As Beckett grew through the 1980s, baseball cards were the company's bread and butter, which made sense because there were decades of good cards before then for people to evaluate. But other sports, such as football and basketball, had long card-collecting histories as well. The industry just hadn't matured to the point where they had big marketplaces for traders.

That all ended during a 10-month stretch as the '80s were coming to a close. In late 1989, Bo Jackson appeared on the first issue of Beckett Football Card Magazine. In May 1990, as Michael Jordan was heading toward the end of what would be his final season without an NBA title, his face (in mid-free throw concentration) graced issue #1 of Beckett Basketball Card Magazine. And Wayne Gretzky, with his flowing blond mane, was the natural choice to appear on the debut of Beckett Hockey Magazine in September 1990.

A new decade has come full circle, and Beckett Publications was positioning itself as the market leader in pricing not just baseball cards but all sports cards.

3. The pricing guides eventually made Beckett a lot of money

In 2008, after having cashed out from his sale of Beckett Publications, Beckett married Diane Burgdorf, who had been married for 18 years to Mark Thatcher, son of British prime minister Margaret Thatcher. And according to one Dallas-area real estate gossip blog, Beckett bought a $10.85 million, six-bedroom mansion around the same time in a nearly-all cash deal.

A couple of years later, Beckett purportedly sold the property at a loss of about $2 million -- or about 24 near-mint 1952 Mickey Mantle cards.

4. The magazines themselves also became collectibles

For a while, everyone was making money off cards, and a Beckett magazine was the fastest way to figure out how much.

OK, a confession: After all these years, my bookshelf still houses a few old issues of Beckett pricing guides from the mid-'90s, during my own personal card-collecting heyday. Even back then, the issues themselves -- especially baseball and basketball -- were known for their own perceived value. Maybe it was the high-gloss covers or original photography, but when you bought a new issue, you made damn sure to take good care of it.

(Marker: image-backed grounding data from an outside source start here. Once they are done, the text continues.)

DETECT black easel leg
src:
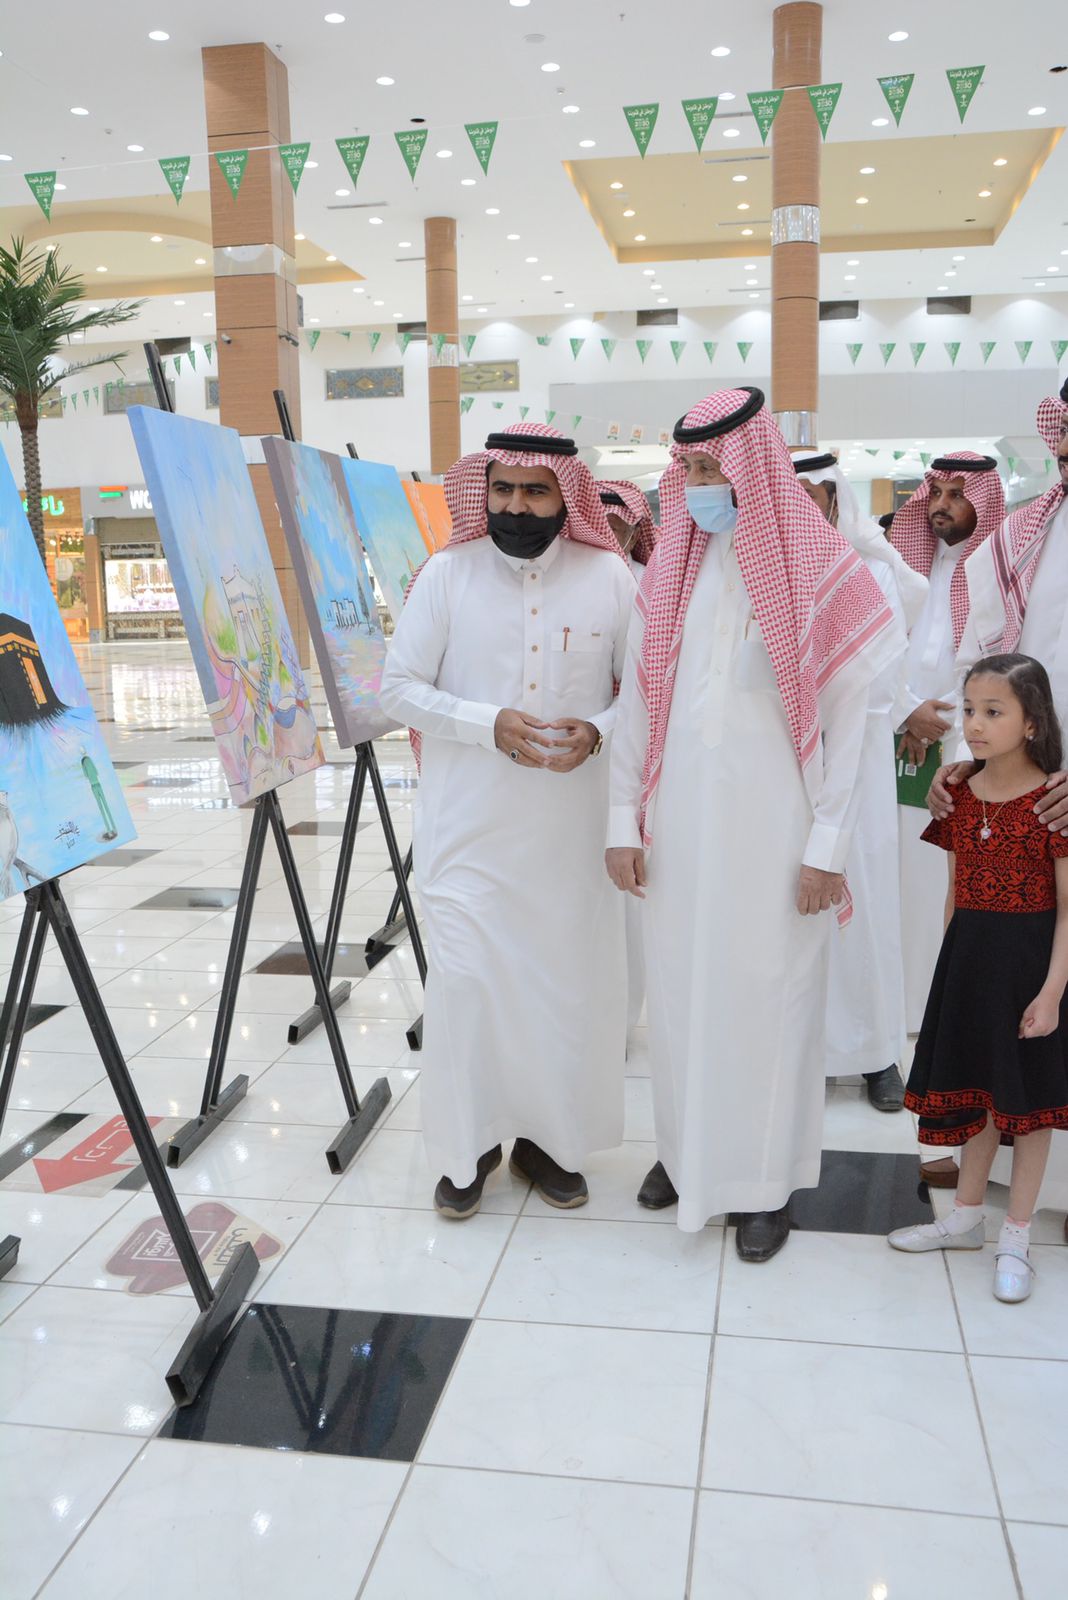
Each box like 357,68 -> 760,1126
266,792 -> 391,1174
365,747 -> 427,1050
286,748 -> 370,1045
167,797 -> 271,1167
364,845 -> 413,969
0,891 -> 48,1282
40,880 -> 257,1403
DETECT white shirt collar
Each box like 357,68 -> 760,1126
495,535 -> 564,577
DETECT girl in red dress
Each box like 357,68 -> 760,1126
889,654 -> 1068,1302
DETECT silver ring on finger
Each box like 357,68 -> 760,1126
509,749 -> 520,762
921,737 -> 930,747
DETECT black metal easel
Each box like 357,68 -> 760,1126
138,346 -> 391,1174
269,399 -> 427,1052
0,881 -> 257,1405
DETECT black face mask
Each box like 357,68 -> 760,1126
488,506 -> 566,560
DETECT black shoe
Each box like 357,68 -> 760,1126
863,1064 -> 906,1112
734,1206 -> 791,1263
637,1160 -> 679,1210
434,1145 -> 502,1219
509,1137 -> 588,1209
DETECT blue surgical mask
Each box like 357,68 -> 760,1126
685,483 -> 737,534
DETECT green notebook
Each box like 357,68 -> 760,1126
896,737 -> 941,809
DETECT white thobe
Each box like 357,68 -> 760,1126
609,532 -> 870,1230
896,540 -> 967,1031
379,536 -> 636,1186
826,552 -> 909,1077
625,553 -> 648,1028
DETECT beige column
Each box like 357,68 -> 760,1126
424,217 -> 461,474
202,42 -> 307,661
771,2 -> 822,448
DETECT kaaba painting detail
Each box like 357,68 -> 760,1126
0,454 -> 134,901
128,407 -> 324,805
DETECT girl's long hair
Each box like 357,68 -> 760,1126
963,653 -> 1063,774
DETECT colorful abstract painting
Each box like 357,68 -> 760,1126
403,481 -> 452,554
128,408 -> 323,804
0,452 -> 134,900
340,458 -> 431,625
263,438 -> 397,748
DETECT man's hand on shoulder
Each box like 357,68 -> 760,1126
1034,771 -> 1068,835
927,761 -> 977,820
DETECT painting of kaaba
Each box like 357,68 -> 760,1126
0,454 -> 135,901
263,437 -> 396,749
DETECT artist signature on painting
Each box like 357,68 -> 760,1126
55,820 -> 81,849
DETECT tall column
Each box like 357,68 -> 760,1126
424,217 -> 461,474
770,2 -> 822,448
202,43 -> 307,661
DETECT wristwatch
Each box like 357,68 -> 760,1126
590,728 -> 604,758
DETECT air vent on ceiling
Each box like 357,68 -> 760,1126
819,300 -> 859,321
637,307 -> 678,327
397,321 -> 427,340
394,256 -> 426,263
926,294 -> 972,315
326,199 -> 390,211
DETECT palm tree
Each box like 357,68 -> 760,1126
0,237 -> 142,563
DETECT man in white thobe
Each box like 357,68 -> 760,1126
606,389 -> 899,1261
379,424 -> 635,1218
792,451 -> 924,1113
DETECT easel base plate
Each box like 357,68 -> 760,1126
287,981 -> 352,1046
166,1240 -> 259,1406
325,1076 -> 393,1174
406,1014 -> 424,1052
166,1075 -> 250,1168
0,1233 -> 20,1281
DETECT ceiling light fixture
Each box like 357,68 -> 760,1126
353,286 -> 365,293
623,208 -> 636,217
945,269 -> 956,276
507,232 -> 520,240
746,277 -> 758,286
1028,105 -> 1047,116
658,296 -> 669,303
749,291 -> 759,299
324,11 -> 345,21
309,316 -> 320,324
642,268 -> 655,276
1036,280 -> 1047,287
461,177 -> 476,186
335,187 -> 350,196
564,301 -> 574,308
719,91 -> 736,101
745,263 -> 756,270
541,61 -> 560,72
847,258 -> 860,265
859,166 -> 875,175
737,202 -> 750,211
562,104 -> 580,114
393,311 -> 403,318
0,155 -> 11,162
844,274 -> 856,281
610,181 -> 624,190
436,148 -> 453,158
70,106 -> 89,116
634,232 -> 646,240
993,156 -> 1007,166
710,45 -> 731,57
888,29 -> 909,41
936,285 -> 949,292
650,283 -> 662,290
525,255 -> 538,262
368,216 -> 383,224
295,232 -> 306,241
732,174 -> 748,183
305,160 -> 318,168
510,0 -> 532,7
723,127 -> 740,138
95,265 -> 108,272
462,293 -> 473,301
541,273 -> 553,280
856,196 -> 869,205
741,227 -> 753,235
953,254 -> 965,261
376,75 -> 395,85
978,188 -> 992,197
148,29 -> 170,41
127,143 -> 144,152
477,306 -> 488,313
150,234 -> 163,242
373,298 -> 384,305
194,257 -> 207,265
485,207 -> 500,215
872,117 -> 889,127
174,299 -> 186,307
578,139 -> 596,148
398,240 -> 412,248
326,253 -> 337,261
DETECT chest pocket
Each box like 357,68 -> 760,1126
733,622 -> 780,695
548,627 -> 611,704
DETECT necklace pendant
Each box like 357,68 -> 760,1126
980,826 -> 992,840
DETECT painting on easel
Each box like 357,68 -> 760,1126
128,407 -> 323,804
340,457 -> 430,625
0,452 -> 134,899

Apparently, I wasn't alone. Online auction sites are filled with past issues from Beckett guides across all sports. My Basketball Issue #50 (Sept. 1994) with original artwork of Shaquille O'Neal? A measly $3, barely above list price. Even that Issue #1 with Michael Jordan on the cover won't cost you a Hamilton if you look around.

5. The card industry has declined, but Beckett Media is bigger than ever

The popularity of the print magazines is not quite what it used to be -- the baseball monthly alone used to circulate about 1 million copies, and now the combined 18 titles published by Beckett Media account for 1.1 million -- but the services offered by the company have grown just as the web has over the past 15 or so years. Now, Beckett can price far more cards online than it ever could in print form -- more than 2.6 million cards for baseball alone.

And the company -- which was sold in 2005 and renamed Beckett Media -- also offers an online marketplace, a card-grading service and auction services for anyone looking to sell their cards. And Beckett himself, who left as CEO when the company sold, still remains as a senior adviser and consultant.

Far fewer card enthusiats are out there today than 20 years ago, and these days most of them use Beckett's website to monitor the worth of their collections.  

Even if card collecting is off of its late-'90s peak, there are still hundreds of millions of sports cards that need grading every month. And for 30 years, no company has done it quite like Beckett.